Suppose a quadratic equation $$f(x)=x^2+ax+b$$ $f(x)=0$ has roots as $\alpha$ and $\alpha^2-2$. Then find all possible pairs of $(a,b)$. Here $a,b,\alpha\in\mathbb{R}$
My work:
I found two pairs by equating $\alpha$ with $\alpha^2-2$. Also what I think that suppose there are two roots $c$ and $d$. Then if $c=\alpha$ then $\alpha^2-2$ is coming $d$ and if we put $d=\alpha$ then value of $c$ is coming $\alpha^2-2$. This is what should happen. Otherwise we can just put any real number in $\alpha$ and obtain $\alpha^2-2$ yielding infinite solutions.

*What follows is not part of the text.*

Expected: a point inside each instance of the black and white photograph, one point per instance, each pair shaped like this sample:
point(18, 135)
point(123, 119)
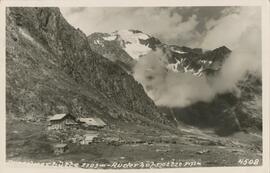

Any help is greatly appreciated.
I have a solution but not sure whether it is right or wrong. Pls review.
Best Answer
You're correct that any real $\alpha$ will result in real $a$ and $b$, but not necessarily all real values of $a$ and $b$ are possible. To check on this, note the roots being $\alpha$ and $\alpha^2 - 2$ means that
$$\begin{equation}\begin{aligned} (x-\alpha)(x-(\alpha^2-2)) & = x^2 + ax + b \\ x^2 + (-\alpha - (\alpha^2-2))x + \alpha(\alpha^2-2) & = x^2 + ax + b \end{aligned}\end{equation}\tag{1}\label{eq1A}$$
Thus, by equating the coefficients of the powers of $x$, we get (note this could also have been obtained using the Vieta's formulas),
$$a = -\alpha^2 - \alpha + 2 \; \; \to \; \; \alpha^2 + \alpha + (-2 + a) = 0 \tag{2}\label{eq2A}$$
$$b = \alpha(\alpha^2-2) \tag{3}\label{eq3A}$$
Any real $\alpha$ gives a real value for $b$ in \eqref{eq3A}. However, \eqref{eq2A} is a quadratic in $\alpha$, which means $\alpha$ being a real value requires the discriminant to be non-negative, i.e.,
$$1^2 - 4(-2 + a) \ge 0 \; \; \to \; \; 9 - 4a \ge 0 \; \; \to \; \; a \le \frac{9}{4} \tag{4}\label{eq4A}$$
For each such real $a$ satisfying the above inequality, we then get using the quadratic formula that
$$\alpha = \frac{-1 \pm \sqrt{9 - 4a}}{2} \tag{5}\label{eq5A}$$
For $a = \frac{9}{4}$, this gives one value of $\alpha = -\frac{1}{2}$, while for smaller values of $a$ it gives $2$ values of $\alpha$. Using these value(s) of $\alpha$ in \eqref{eq3A} then gives the corresponding value(s) of $b$.